Maisy dut se retenir pour ne pas crier - c'eût été attirer l'attention de tout le voisinage et, surtout, laisser le plaisir à sa rivale (une fille comme ça chez elle, ce ne pouvait être qu'une rivale) de la savoir contrariée par sa présence.
La dénommée Caitlyn, quant à elle, ne semblait pas le moins du monde gênée de se trouver face à face avec Maisy. "Quelle insolente", se dit en elle-même la maîtresse de maison, "je la surprends pratiquement dans le lit de mon mari, et voilà qu'elle me fait un grand sourire de sainte nitouche ?". Cependant, Caitlyn tendait toujours le bras en direction de Maisy. Allait-elle lui rendre son bonjour ? "Il ne manquerait plus que cela", ruminait Maisy. Elle tourna les talons, laissant Caitlyn sur le pas de la porte.
Fouillant dans son petit sac à main en cuir rouge verni de ses longues mains aux ongles tout aussi vernis de rouge, Maisy en sorti une petite pochette en velours noir, contenant un téléphone portable rouge sang - dernier cri, bien sûr.
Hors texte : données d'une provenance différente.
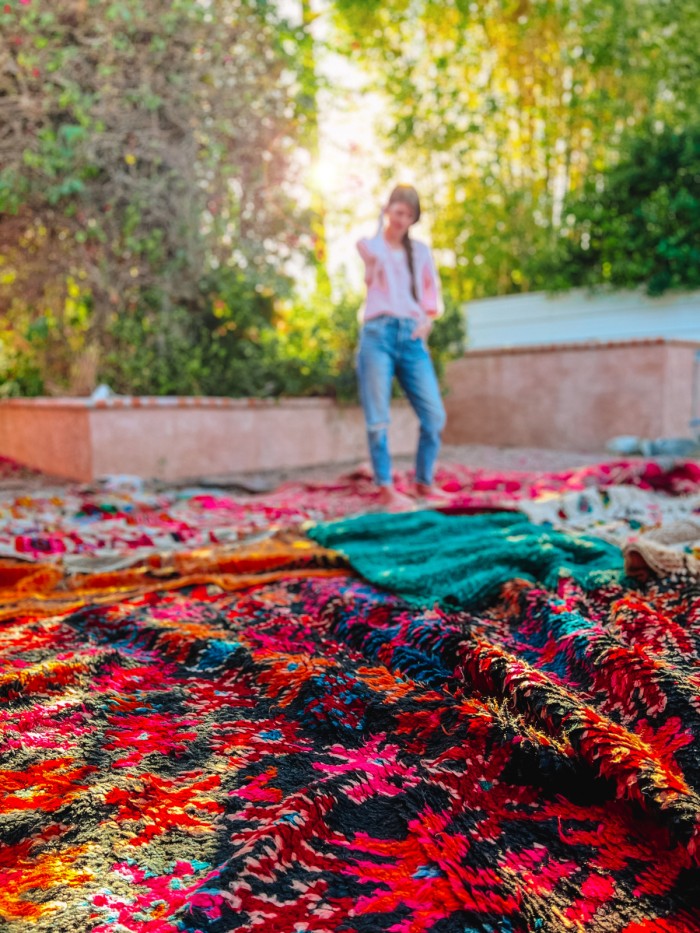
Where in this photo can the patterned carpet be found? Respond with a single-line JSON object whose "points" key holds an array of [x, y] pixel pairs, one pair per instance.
{"points": [[417, 722]]}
Son premier mouvement fut de composer le numéro de la maison, afin de demander à son époux de faire cesser cette mascarade. Elle renonça cependant à ce projet, ayant dans l'idée qu'une fille aussi insolente que cette Catherine, ou Coline... ou Caitlyn ou peu importe comment, n'hésiterait sans doute pas, après avoir souillé les draps du ménage, à décrocher le téléphone familial. Maisy se décida finalement à appeler les renseignements : elle désirait connaître le numéro du motel le plus proche, et le plus minable possible.
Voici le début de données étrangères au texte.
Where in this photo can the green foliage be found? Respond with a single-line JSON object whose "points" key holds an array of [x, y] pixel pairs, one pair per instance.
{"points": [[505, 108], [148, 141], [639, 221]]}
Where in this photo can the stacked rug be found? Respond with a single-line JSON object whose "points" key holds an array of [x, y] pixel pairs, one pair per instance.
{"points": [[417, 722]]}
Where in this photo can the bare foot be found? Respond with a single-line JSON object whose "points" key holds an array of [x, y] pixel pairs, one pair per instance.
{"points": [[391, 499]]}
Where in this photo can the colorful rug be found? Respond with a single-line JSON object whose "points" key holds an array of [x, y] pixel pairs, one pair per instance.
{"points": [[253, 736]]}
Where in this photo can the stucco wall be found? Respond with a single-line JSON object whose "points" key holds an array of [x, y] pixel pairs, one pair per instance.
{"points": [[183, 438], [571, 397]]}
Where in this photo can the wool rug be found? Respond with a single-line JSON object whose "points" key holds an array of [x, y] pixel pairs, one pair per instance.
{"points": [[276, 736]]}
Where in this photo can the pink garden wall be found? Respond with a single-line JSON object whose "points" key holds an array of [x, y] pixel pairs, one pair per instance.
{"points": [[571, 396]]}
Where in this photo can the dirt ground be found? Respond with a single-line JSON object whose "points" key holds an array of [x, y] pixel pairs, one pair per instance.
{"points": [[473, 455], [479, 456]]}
C'est avec une jubilation à peine contenue que Maisy pianota le numéro du motel."Bonjour, jeune homme. Je souhaiterais réserver une chambre. Oui, pour ce soir même. Dans une heure environ. Pour mon mari."
La vengeance est un plat, chacun le sait, qui se mange froid...
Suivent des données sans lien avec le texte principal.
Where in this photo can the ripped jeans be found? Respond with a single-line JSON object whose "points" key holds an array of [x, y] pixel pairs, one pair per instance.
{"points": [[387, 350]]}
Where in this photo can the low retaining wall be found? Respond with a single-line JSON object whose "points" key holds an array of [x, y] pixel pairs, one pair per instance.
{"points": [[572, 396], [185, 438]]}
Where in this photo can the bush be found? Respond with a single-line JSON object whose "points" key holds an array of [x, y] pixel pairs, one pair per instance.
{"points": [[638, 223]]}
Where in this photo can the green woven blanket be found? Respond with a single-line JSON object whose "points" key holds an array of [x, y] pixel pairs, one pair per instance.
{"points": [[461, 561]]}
Après ce rapide coup de téléphone, Maisy se dirigea à nouveau vers la porte de la maison, cette si belle porte qu'elle avait elle-même choisie dans la boutique de décoration la plus chic de Fairview, en bois de chêne massif percé d'un vitrail coloré à faire pâlir les rosaces de cette vieillerie européenne de Notre-Dame de Paris... porte qui était maintenant honteusement masquée par la silhouette de l'insolente Kathleen, ou Caitlyn ou Catherine ou peu importe, qui n'avait même pas eu la pudeur de s'éloigner tandis que Maisy était au téléphone.Sans un mot, Maisy bouscula Caitlyn et s'engouffra dans la maison. C'est volontiers qu'elle l'aurait enfermée dehors, si l'insolente, avec son insolente silhouette de mannequin, ne s'était pas faufilée à l'intérieur à temps.
Maisy se retourna, regarda l'étrangère dans les yeux et articula ces quelques paroles du ton le plus hautain dont elle disposait dans son répertoire d'intimidation :
"Et vous, vulgaire petite traînée, allez-vous me suivre jusque dans ma chambre ?"
Lui lançant quelques billets de dix dollars à la figure, elle continua :
"Voilà, prenez pour vos bonnes oeuvres, et maintenant, dehors."
Caitlyn restait stupéfaite. A ce moment, l'un des fils de Maisy, réveillé sans doute par la voix aiguë de sa mère, descendit en courant l'escalier en marbre de la demeure et se précipita... dans les jambes de Caitlyn.
A ce moment précis, un bruit de clefs se fit entendre... Le maître de maison entra, un sac de pharmacie à la main.
Quel ne fut pas l'humiliation de Maisy lorsqu'elle comprit que cette fameuse Caitlyn n'était autre qu'une jeune fille au pair, engagée par son époux pour s'occuper des enfants en son absence... Et que si celle-ci était si peu vêtue, c'est qu'elle avait dû se lever en pleine nuit pour s'occuper d'un enfant fiévreux tandis que le père s'était rendu à la pharmacie la plus proche s'enquérir de médicaments...
Quant à l'époux de Maisy, il était visiblement furieux de la manière dont sa femme avait ainsi débarqué en pleine nuit, crachant son venin sur une malheureuse employée, osant proférer des injures à son époux... Alors qu'elle même sortait de prison pour prostitution. Le couperet tomba sans merci sur Maisy :
"Cette chambre au motel, ma chère épouse, c'est toi qui va l'occuper cette nuit, et peut-être même les suivantes."